In an unusual step, the automaker has made public sales forecasts that point to its 2025 deliveries will be below projections and future years’ sales will not reach the ambitious targets previously outlined by its chief executive, Elon Musk.
The company included figures from analysts in a new “consensus” section on its website, projecting it will announce 423,000 deliveries during the fourth quarter of 2025. This figure would equate to a drop of 16 percent from the same period in 2024.
Across the entire year of 2025, estimates suggested total deliveries of 1.64m cars, a decrease from the 1.79 million sold in 2024. Forecasts then project a increase to 1.75m in 2026, hitting the 3m mark only by 2029.
These figures stand in sharp contrast to claims made by Elon Musk, who told shareholders in November that the automaker was aiming to manufacture 4m vehicles annually by the end of 2027.
Despite these anticipated delivery numbers, Tesla holds a colossal share valuation of $1.4 trillion, which makes it more valuable than the next 30 carmakers. This worth is largely based on shareholder expectations that the company will become the world leader in autonomous vehicle tech and robotics.

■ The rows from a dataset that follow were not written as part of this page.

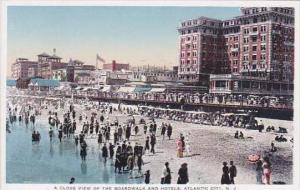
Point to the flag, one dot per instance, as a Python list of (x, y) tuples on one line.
[(100, 59)]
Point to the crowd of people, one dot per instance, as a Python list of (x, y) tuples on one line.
[(116, 138), (190, 98)]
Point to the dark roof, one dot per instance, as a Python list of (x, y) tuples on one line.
[(45, 82), (44, 55), (55, 57), (11, 82)]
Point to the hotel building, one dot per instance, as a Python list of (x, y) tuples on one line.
[(259, 43)]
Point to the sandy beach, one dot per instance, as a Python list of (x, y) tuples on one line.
[(210, 146)]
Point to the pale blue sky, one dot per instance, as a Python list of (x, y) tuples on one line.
[(135, 35)]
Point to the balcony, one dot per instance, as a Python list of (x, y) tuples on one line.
[(254, 33), (276, 32), (234, 49), (288, 43)]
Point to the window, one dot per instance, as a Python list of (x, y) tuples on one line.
[(263, 28), (263, 38), (246, 40)]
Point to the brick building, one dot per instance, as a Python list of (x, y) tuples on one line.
[(259, 43), (47, 64), (23, 68), (114, 66)]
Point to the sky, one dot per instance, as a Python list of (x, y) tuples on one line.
[(135, 35)]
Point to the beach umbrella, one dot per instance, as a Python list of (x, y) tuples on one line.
[(253, 158)]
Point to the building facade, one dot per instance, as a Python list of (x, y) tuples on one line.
[(259, 43), (23, 68), (114, 66), (47, 64)]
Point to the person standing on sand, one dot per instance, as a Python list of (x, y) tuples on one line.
[(147, 177), (183, 177), (104, 152), (232, 172), (225, 176), (169, 131), (166, 176), (259, 172), (163, 130), (267, 170)]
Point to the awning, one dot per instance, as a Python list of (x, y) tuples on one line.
[(126, 89), (142, 89), (157, 90), (106, 89)]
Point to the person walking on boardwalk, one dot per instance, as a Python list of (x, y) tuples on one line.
[(259, 172), (163, 130), (147, 144), (140, 162), (60, 133), (104, 152), (267, 170), (152, 143), (166, 175), (183, 177), (83, 152), (169, 131), (147, 177), (225, 176)]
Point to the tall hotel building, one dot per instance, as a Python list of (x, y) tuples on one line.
[(259, 43)]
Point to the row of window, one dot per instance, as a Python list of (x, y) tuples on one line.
[(255, 29), (263, 38), (254, 10), (254, 57), (254, 48), (188, 62), (188, 54)]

However, the company has faced a tough year in terms of real-world sales. Observers cite multiple reasons, including changing buyer preferences and political controversies linked to its well-known CEO.

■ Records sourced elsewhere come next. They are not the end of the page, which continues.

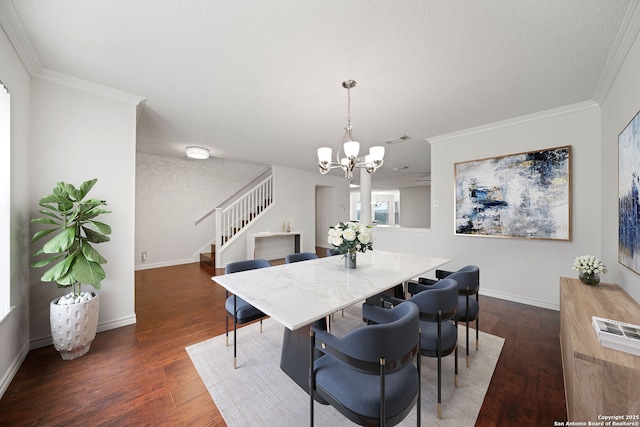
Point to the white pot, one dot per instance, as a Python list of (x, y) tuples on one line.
[(73, 327)]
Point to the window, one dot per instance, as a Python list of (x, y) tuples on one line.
[(381, 213), (5, 218)]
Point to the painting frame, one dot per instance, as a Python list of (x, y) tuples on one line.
[(525, 195), (628, 199)]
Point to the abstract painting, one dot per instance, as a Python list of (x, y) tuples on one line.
[(628, 188), (525, 195)]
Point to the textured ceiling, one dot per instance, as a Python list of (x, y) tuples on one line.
[(260, 81)]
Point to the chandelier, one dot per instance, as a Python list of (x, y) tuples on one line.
[(371, 161)]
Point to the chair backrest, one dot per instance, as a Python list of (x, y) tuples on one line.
[(443, 297), (391, 340), (468, 279), (302, 256), (250, 264)]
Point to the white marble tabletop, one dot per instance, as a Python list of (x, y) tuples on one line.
[(300, 293)]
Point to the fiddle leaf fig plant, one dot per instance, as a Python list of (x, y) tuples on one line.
[(71, 219)]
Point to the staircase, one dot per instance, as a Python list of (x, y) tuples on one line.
[(233, 219)]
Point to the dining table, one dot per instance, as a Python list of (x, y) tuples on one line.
[(299, 294)]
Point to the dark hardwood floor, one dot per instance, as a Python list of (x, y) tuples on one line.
[(140, 375)]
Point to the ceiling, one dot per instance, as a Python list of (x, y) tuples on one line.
[(260, 81)]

Last year, Elon Musk was the biggest contributor to the election campaign of ex-President Donald Trump and later launched an effort to cut government spending. This alliance eventually soured, resulting in the removal of crucial electric vehicle subsidies and favorable regulations by the US administration.
The estimates released by Tesla this week are notably below other compilations. For instance, an average of estimates by financial institutions suggested approximately 440,907 vehicles for the same quarter of 2025.
In financial markets, hitting or falling short of these consensus forecasts frequently directly influences on a company’s share price. A shortfall typically triggers a drop, while a surpassing of expectations can fuel a increase.
The disclosed long-term estimates for the coming years suggest a more gradual growth path than previously envisioned. Although the CEO discussed ramping up output by 50% by the end of 2026, the latest projections indicates the 3m car annual milestone will be attained in 2029.
This context is particularly significant given that Tesla investors in November voted for a enormous compensation plan for Elon Musk, worth $1tn. A portion of this package is contingent on the company reaching a target of 20m total vehicles delivered. Furthermore, 10 million of these vehicles must have active subscriptions for its “full self-driving” software for Musk to receive the complete award.
Kaelen Vance is a seasoned esports journalist and former competitive gamer, passionate about sharing strategies and industry trends.